Last month, a family from northern Israel was visiting the museum when their youngest son tipped over the jar, which smashed into pieces.

Alex Geller, the boy’s father, said his son — the youngest of three — is exceptionally curious, and that the moment he heard the crash, “please let that not be my child” was the first thought that raced through his head.

The jar has been on display at the Hecht Museum in Haifa for 35 years. It was one of the only containers of its size and from that period still complete when it was discovered.

The Bronze Age jar is one of many artifacts exhibited out in the open, part of the Hecht Museum’s vision of letting visitors explore history without glass barriers, said Inbal Rivlin, the director of the museum, which is associated with Haifa University in northern Israel.
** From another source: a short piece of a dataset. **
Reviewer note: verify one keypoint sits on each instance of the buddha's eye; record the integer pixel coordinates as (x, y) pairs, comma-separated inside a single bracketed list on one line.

It was likely used to hold wine or oil, and dates back to between 2200 and 1500 B.C.

Rivlin and the museum decided to turn the moment, which captured international attention, into a teaching moment, inviting the Geller family back for a special visit and hands-on activity to illustrate the restoration process.

Rivlin added that the incident provided a welcome distraction from the ongoing war in Gaza. “Well, he’s just a kid. So I think that somehow it touches the heart of the people in Israel and around the world,“ said Rivlin.

Roee Shafir, a restoration expert at the museum, said the repairs would be fairly simple, as the pieces were from a single, complete jar. Archaeologists often face the more daunting task of sifting through piles of shards from multiple objects and trying to piece them together.

Experts used 3D technology, hi-resolution videos, and special glue to painstakingly reconstruct the large jar.

Less than two weeks after it broke, the jar went back on display at the museum. The gluing process left small hairline cracks, and a few pieces are missing, but the jar’s impressive size remains.

The only noticeable difference in the exhibit was a new sign reading “please don’t touch.”